# can i use my current dish to get a free tv from other sat



## krul411 (Sep 6, 2004)

dear all member,

curently i use my dish i buy from my satellite provider (www.astro.com.my) but i get below 50 channel from that!

i found in the internet i can get over 200++ free on air tv channel!

can i use my current dish and receiver to find others satellite, and do i need a satellite finder?

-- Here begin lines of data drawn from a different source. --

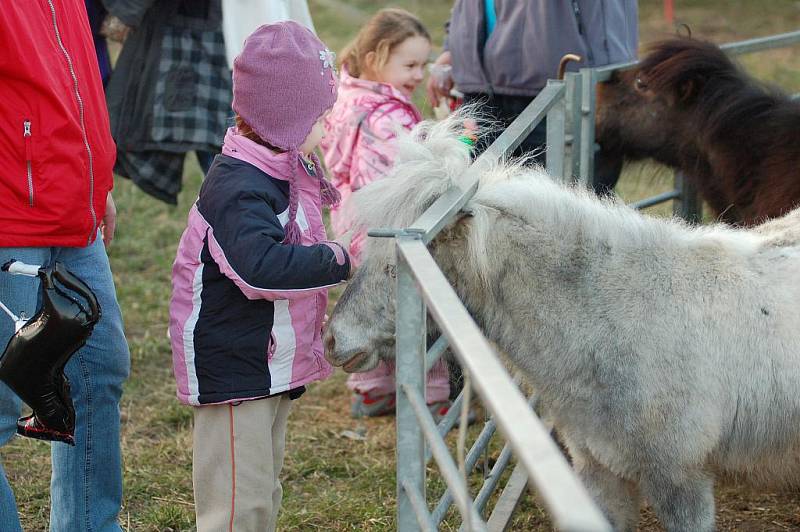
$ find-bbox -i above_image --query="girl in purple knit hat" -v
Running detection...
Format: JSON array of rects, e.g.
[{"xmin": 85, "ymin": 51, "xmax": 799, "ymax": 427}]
[{"xmin": 170, "ymin": 22, "xmax": 350, "ymax": 532}]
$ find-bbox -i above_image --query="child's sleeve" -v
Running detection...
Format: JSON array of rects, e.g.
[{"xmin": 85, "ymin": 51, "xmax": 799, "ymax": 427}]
[
  {"xmin": 207, "ymin": 191, "xmax": 350, "ymax": 300},
  {"xmin": 350, "ymin": 102, "xmax": 415, "ymax": 190}
]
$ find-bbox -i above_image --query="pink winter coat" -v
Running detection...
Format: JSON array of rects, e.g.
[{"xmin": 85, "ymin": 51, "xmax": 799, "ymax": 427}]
[{"xmin": 321, "ymin": 67, "xmax": 422, "ymax": 259}]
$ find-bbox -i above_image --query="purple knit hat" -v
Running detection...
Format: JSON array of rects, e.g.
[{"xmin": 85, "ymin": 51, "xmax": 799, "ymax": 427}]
[{"xmin": 232, "ymin": 21, "xmax": 340, "ymax": 244}]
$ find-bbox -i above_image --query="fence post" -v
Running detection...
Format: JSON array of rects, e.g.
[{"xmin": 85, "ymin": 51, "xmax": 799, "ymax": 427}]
[
  {"xmin": 395, "ymin": 235, "xmax": 426, "ymax": 532},
  {"xmin": 546, "ymin": 79, "xmax": 568, "ymax": 183},
  {"xmin": 564, "ymin": 72, "xmax": 583, "ymax": 181},
  {"xmin": 578, "ymin": 68, "xmax": 597, "ymax": 187}
]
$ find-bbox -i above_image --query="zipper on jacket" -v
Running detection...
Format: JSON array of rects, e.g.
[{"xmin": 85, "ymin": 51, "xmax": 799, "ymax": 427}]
[
  {"xmin": 47, "ymin": 0, "xmax": 97, "ymax": 244},
  {"xmin": 22, "ymin": 118, "xmax": 33, "ymax": 207}
]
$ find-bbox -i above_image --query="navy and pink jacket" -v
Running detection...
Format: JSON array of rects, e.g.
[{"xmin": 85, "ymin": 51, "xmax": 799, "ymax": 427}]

who can give me a full instruction?

please help me asap!

bye


----------



## kevision (Mar 30, 2004)

This is really a post for the FTA section...
Without knowing what kind of dish, reciever, where you live, etc. The answer requires alot of guesswork. Im assuming you currently subscribe to a MEASAT service in Malaysia. If Astro sold you a conditional access reciever, then it may be possible to point the dish at another sat and get whatever is being sent in the clear. You can see a list of these other satellites here: http://www.lyngsat.com/asia.html
If the Astro reciever is programmed only for MEASAT programming, then you'll need a separate FTA reciever. 
Please make sure you understand what FTA is: http://www.global-cm.net/mpeg2basics.html . This explanation is geared more for North America, but the basic concepts are the same. The most important concept: FTA is NOT a way to bypass paying a subscription for something, a claim made by many of these shady internet "over 200++ free on air tv channels!!" posts.


----------



## Mark Lamutt (Mar 24, 2002)

Moving.


----------